Love is Where Dreams Go to Die

On love, creativity, and the inevitable pull towards complacency

Relationships are where dreams go to die. They lure you in with promises of completion, a false sense of perfection, as though finally someone else can understand and fulfill the parts of you that gnaw and ache. You get in deep enough, get wrapped up in someone else, and before you know it, you’re "happy." You’re comfortable. An insidious word, one that dulls your senses and makes you a shell of yourself. You stop pushing, stop creating, and slowly, almost imperceptibly, you’re fat and content.

"Fat and happy." It’s a backhanded phrase, and for good reason. It’s a truth society whispers but rarely admits outright: happiness, the kind they sell you, is the enemy of art. You want security, comfort, a partner who shares your life? Fine. But that’s the price: creativity gives way to routine, and your mind, once rumbling with restless ideas, falls into stasis. I can’t fault people for this; life is brutal, and a padded existence is better than none at all. But the things that stand the test of time don’t come from comfort. It comes from friction, from despair and longing, from the sharp edges that happiness seeks to smooth over.

For men, especially, inspiration has been a constant companion of darkness. It is despair that drives you to the brink, that forces the inner world out into art, into music, into books, into anything but more comfort. All the great works? They were created not by happy men with steady jobs and nice houses but by those barely scraping along, finding fuel in sorrow and regret.

The meme is true: a man doesn’t need much to be content. Just a mattress on the floor, a space to think, unclouded by pillows and platitudes. But the trappings of relationships bring that inescapable march toward domestic mediocrity: throw pillows and decor that quietly mock you, each one a small nail in the coffin of who you once were. It's death by a thousand paper cuts, small and inconsequential on their own but lethal when compounded over time.

Because let’s be real: most relationships are simply arrangements of mutual toleration, stability dressed up as satisfaction. They aren’t magic; they’re endurance exercises. A way to stave off loneliness, even if it means you sacrifice your spark on the altar of “good enough.” They are tranquilizers, designed to soothe the restless, the dissatisfied, into submission.

And maybe some people are built for that, those with a tolerance for banality, who find solace in stability. But the others, the ones with spirit, who need to burn the ships, who thrive on zero attachment? They can’t survive these arrangements without losing what makes them alive. For them, happiness is too much to ask for, a wishful dream they’ll never see realized, not because they don’t want it, but because they know it’s the enemy of creation.

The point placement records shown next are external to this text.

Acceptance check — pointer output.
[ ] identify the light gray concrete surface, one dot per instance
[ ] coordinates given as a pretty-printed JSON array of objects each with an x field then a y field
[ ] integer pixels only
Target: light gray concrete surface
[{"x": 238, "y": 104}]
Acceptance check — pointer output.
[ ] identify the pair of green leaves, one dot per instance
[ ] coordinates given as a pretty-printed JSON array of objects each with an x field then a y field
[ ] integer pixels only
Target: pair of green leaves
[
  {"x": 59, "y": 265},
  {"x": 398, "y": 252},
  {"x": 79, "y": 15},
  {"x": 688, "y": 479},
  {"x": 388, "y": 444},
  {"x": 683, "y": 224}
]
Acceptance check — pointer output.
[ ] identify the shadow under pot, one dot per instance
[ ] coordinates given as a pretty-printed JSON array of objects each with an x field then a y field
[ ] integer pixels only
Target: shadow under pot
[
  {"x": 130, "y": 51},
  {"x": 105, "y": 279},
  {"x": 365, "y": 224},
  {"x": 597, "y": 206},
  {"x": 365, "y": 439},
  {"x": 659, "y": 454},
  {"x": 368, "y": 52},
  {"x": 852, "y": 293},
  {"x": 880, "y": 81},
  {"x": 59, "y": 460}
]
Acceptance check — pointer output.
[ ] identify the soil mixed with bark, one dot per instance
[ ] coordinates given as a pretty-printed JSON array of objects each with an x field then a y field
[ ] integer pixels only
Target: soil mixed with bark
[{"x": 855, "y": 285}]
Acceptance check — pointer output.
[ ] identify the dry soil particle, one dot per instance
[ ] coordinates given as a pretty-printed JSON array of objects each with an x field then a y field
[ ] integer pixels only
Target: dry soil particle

It’s the anchor tied to their throats, offering security but dulling their appetite for risk.

So it’s ironic, then, that love is all we think about. Knowing full well the pitfalls, the suffocating comfort, the slow death of ambition, we still circle back to it, as though it has some kind of magnetic pull.

It’s like staring at the ocean, knowing the waves will drown you but still wading in, captivated by the promise of something beyond reason, beyond control. It’s true that we yearn for what we don’t have. Maybe that’s the beauty of it. That the very thing that drains us is also what draws us in, knowing we’ll lose parts of ourselves to it, knowing the price, and still, somehow, always hoping it will be different.